Investing in emerging market debt involves all the same risks as investing in developed country debt, such as interest rate movements, currency movements, and potential defaults. In addition, it poses risks that are, although not entirely absent, less significant in developed markets. These risks fall roughly into two categories: (1) economic and (2) political and legal. A slightly different breakdown would be “ability to pay” and “willingness to pay.”

Economic Risks (Ability to Pay)

Emerging market economies as a whole have characteristics that make them potentially more vulnerable to distress and hence less likely to be able to pay their debts on time or in full, such as the following:

  • Greater concentration of wealth and income; less diverse tax base
  • Greater dependence on specific industries, especially cyclical industries, such as commodities and agriculture; low potential for pricing power in world markets
  • Restrictions on trade, capital flows, and currency conversion
  • Poor fiscal controls and monetary discipline
  • Less educated and less skilled work force; poor or limited physical infrastructure; lower level of industrialization and technological sophistication
  • Reliance on foreign borrowing, often in hard currencies not their own
  • Small/less sophisticated financial markets and institutions
  • Susceptibility to capital flight; perceived vulnerability contributing to actual vulnerability

Political/Legal Risks (Willingness to Pay)

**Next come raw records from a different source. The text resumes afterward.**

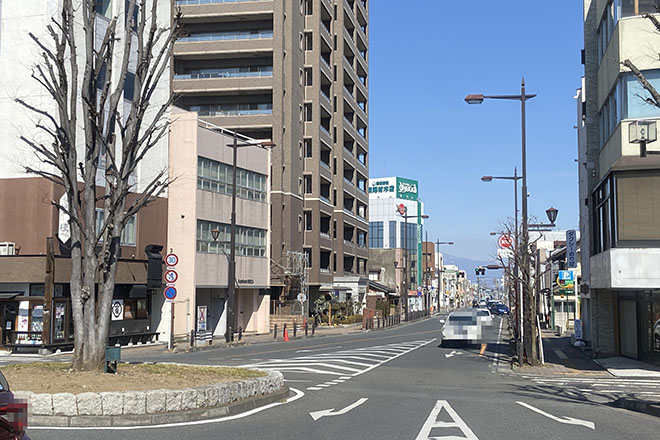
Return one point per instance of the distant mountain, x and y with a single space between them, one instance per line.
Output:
468 265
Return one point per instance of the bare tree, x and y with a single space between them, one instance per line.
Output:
85 75
654 98
523 279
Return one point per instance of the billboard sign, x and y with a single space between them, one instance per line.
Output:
406 188
383 187
571 249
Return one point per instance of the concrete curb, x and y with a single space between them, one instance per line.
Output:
136 408
638 405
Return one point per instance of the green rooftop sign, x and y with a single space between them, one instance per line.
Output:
406 188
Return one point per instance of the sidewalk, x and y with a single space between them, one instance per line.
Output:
562 359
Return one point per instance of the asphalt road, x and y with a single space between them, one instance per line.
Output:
396 384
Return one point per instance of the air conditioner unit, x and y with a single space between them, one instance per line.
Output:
7 248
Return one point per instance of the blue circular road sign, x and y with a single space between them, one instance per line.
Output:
170 292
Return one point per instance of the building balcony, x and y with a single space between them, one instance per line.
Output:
625 268
192 85
213 49
243 121
200 11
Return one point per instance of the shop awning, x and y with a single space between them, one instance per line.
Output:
333 288
378 287
138 291
9 295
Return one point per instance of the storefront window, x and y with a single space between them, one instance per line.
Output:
58 324
36 290
655 324
142 310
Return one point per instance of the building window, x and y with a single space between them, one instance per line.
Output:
308 254
103 7
362 239
217 177
309 42
250 242
129 86
308 220
308 184
308 76
412 236
308 112
637 208
375 234
308 147
128 235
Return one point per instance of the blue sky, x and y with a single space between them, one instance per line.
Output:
425 57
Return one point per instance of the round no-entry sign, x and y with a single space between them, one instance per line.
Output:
169 292
171 260
171 276
505 242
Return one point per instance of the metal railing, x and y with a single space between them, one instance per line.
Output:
228 36
224 74
208 2
286 307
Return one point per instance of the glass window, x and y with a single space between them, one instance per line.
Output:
635 104
250 242
638 207
128 233
129 86
375 234
217 177
392 243
103 7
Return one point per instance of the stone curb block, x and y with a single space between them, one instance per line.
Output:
131 420
638 405
56 409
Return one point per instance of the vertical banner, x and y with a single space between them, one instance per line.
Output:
571 249
419 243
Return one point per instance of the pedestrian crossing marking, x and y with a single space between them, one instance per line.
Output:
344 364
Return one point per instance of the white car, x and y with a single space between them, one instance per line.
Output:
485 317
462 326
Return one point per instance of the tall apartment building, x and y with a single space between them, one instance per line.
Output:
31 228
295 72
619 186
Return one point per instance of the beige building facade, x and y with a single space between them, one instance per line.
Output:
621 221
200 160
296 73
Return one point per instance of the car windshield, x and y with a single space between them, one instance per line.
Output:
461 319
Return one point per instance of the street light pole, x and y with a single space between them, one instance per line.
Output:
403 211
405 265
231 276
523 97
231 265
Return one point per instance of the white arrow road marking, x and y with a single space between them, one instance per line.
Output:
565 420
329 412
432 422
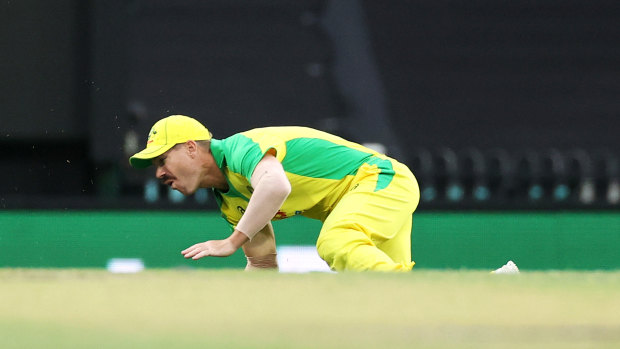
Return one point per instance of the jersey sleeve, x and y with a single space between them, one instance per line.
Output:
248 148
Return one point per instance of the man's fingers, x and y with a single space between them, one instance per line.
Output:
197 251
200 255
190 248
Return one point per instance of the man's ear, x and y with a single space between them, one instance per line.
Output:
192 148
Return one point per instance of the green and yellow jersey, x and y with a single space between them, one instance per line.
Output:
321 167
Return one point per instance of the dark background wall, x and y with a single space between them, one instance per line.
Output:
82 81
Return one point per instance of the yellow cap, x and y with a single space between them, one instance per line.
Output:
165 134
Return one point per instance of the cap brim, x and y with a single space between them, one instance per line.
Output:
143 158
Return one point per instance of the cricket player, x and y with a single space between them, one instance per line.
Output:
364 199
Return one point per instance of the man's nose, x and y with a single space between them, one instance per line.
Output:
159 173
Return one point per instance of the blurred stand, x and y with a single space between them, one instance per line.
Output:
494 105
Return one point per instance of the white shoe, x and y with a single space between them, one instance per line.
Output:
509 268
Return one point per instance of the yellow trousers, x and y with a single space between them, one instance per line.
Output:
370 229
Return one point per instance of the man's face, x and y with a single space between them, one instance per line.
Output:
178 169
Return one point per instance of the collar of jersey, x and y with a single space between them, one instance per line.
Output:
217 149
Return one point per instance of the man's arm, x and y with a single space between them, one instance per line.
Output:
261 251
271 188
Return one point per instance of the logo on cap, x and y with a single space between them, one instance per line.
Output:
151 134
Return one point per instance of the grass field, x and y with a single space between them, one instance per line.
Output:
53 308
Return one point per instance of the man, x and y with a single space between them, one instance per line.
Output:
364 199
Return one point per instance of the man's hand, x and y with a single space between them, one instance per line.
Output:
216 248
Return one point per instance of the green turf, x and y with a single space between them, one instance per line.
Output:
54 308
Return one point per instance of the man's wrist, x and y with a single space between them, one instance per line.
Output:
237 238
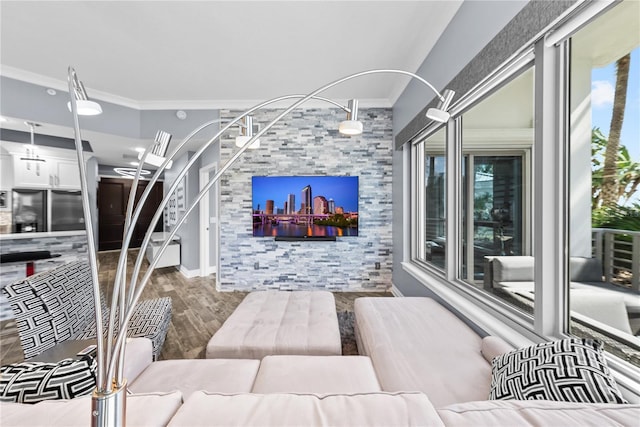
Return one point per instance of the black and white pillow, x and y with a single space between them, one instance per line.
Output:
32 382
569 370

Investors in emerging market debt may be unable to enforce their claims or recover their investments due to:

  • Weak property rights laws and weak enforcement of contract laws are clearly of concern in this regard.
  • An inability to enforce seniority structures within private sector claims is one important example.
  • The principle of sovereign immunity which makes it very difficult to force a sovereign borrower to pay its debts.
  • Confiscation of property, nationalization of companies, and corruption are also relevant hazards.
  • Coalition governments which could also pose political instability problems.
  • The imposition of capital controls or restrictions on currency conversion may make it difficult, or even impossible, to repatriate capital.